Tuesday, November 24, 2020

The Great Covid-19 Moanfest

It seemed appropriate that I should write something about this awful pandemic that has gripped the world since the beginning of this year. We are now in the second lockdown, which is supposed to be ending on the 2nd December, the day before Andrew's 39th birthday. We could not socialise with Dave when it was his birthday in November but I did manage a cuddle when he came round to collect his present. And stuff off Boris! We are still subject to the 'rule of six' although there are rumours that the government will allow more leniency with regards family/social gatherings for the Christmas period. I'm not overly optimistic. It is hard for all of us. 

 Luckily, at least, we were able to see Lara for her birthday in October and have a little party. I don't know when we are going to be able to see her again, hopefully we will be able to get to see her and Baz over Christmas, I got her the most gorgeous dolly! 

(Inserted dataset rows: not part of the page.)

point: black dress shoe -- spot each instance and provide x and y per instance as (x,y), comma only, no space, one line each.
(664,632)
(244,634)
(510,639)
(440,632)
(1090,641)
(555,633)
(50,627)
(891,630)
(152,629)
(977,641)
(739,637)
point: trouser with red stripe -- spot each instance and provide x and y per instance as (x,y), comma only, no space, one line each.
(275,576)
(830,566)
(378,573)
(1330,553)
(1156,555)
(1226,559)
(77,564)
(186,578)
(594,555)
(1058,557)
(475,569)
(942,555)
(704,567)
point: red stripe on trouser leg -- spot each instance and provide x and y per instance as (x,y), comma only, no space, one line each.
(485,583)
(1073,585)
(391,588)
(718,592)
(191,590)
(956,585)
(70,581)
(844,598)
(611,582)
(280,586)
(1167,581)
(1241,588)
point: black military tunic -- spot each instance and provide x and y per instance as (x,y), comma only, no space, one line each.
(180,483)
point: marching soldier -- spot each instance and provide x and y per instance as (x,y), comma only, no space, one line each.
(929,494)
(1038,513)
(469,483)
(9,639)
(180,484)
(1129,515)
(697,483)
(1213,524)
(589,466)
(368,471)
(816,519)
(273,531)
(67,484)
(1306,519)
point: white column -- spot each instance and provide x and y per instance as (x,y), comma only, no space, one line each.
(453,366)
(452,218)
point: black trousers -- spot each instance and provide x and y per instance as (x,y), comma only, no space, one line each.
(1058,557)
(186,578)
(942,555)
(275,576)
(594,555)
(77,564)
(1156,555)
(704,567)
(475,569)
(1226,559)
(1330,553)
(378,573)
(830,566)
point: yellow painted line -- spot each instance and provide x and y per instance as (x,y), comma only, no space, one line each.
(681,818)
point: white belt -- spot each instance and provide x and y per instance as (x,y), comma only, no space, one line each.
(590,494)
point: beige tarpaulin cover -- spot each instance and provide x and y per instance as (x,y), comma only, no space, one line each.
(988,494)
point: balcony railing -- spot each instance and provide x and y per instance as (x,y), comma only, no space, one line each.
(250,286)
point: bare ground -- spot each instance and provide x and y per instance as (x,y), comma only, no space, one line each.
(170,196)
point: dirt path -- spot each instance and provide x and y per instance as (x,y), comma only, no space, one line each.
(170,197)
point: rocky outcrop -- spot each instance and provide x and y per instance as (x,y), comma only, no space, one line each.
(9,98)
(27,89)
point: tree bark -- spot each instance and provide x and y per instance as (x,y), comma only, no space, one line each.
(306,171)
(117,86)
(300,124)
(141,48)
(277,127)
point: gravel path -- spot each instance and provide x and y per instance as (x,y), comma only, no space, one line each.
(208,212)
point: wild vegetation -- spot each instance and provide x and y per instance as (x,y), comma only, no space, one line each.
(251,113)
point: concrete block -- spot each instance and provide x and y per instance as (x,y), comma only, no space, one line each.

Allyson has been in hospital in Mundesley since August, when she was made homeless by the cretin she was renting from at the time. We have been to see her a couple of times but with lockdown we are again forced to stay away. I posted presents to her for her birthday and she was appreciatvie of that. I hope that we can get to take her presents for Christmas, although she is not at all well right now and doesn't really want to speak to anyone on the phone or see anyone in person. I have tried to contact her doctors this week but didn't manage to get through to anyone with a brain. It is hard for most people but really difficult for a person who has a mental disability, why did this happen to her? I wish I could wave a wand and make it all go away. This horrible condition - I won't call it an illness because that implies you can get better from it - has robbed her of a productive, happy and positive life. 

 I'm used to working from home, it's nothing new to me - although I haven't had any work at all since February. I'm just a bit annoyed with myself for selling my car, even though I couldn't afford to keep it anymore and perhaps got rid of it at the right time, I feel so trapped right now. The only time I actually get out of the house is to do grocery shopping once a week with Hayzel, I suppose I should be thankful for that at any rate. But sometimes I get so frustrated, I just want to run out of the house up the road and into a field ... I hope that we will be able to spend some time with our loved ones over Christmas, even if it's just a short visit for a drinkie and a mince pie.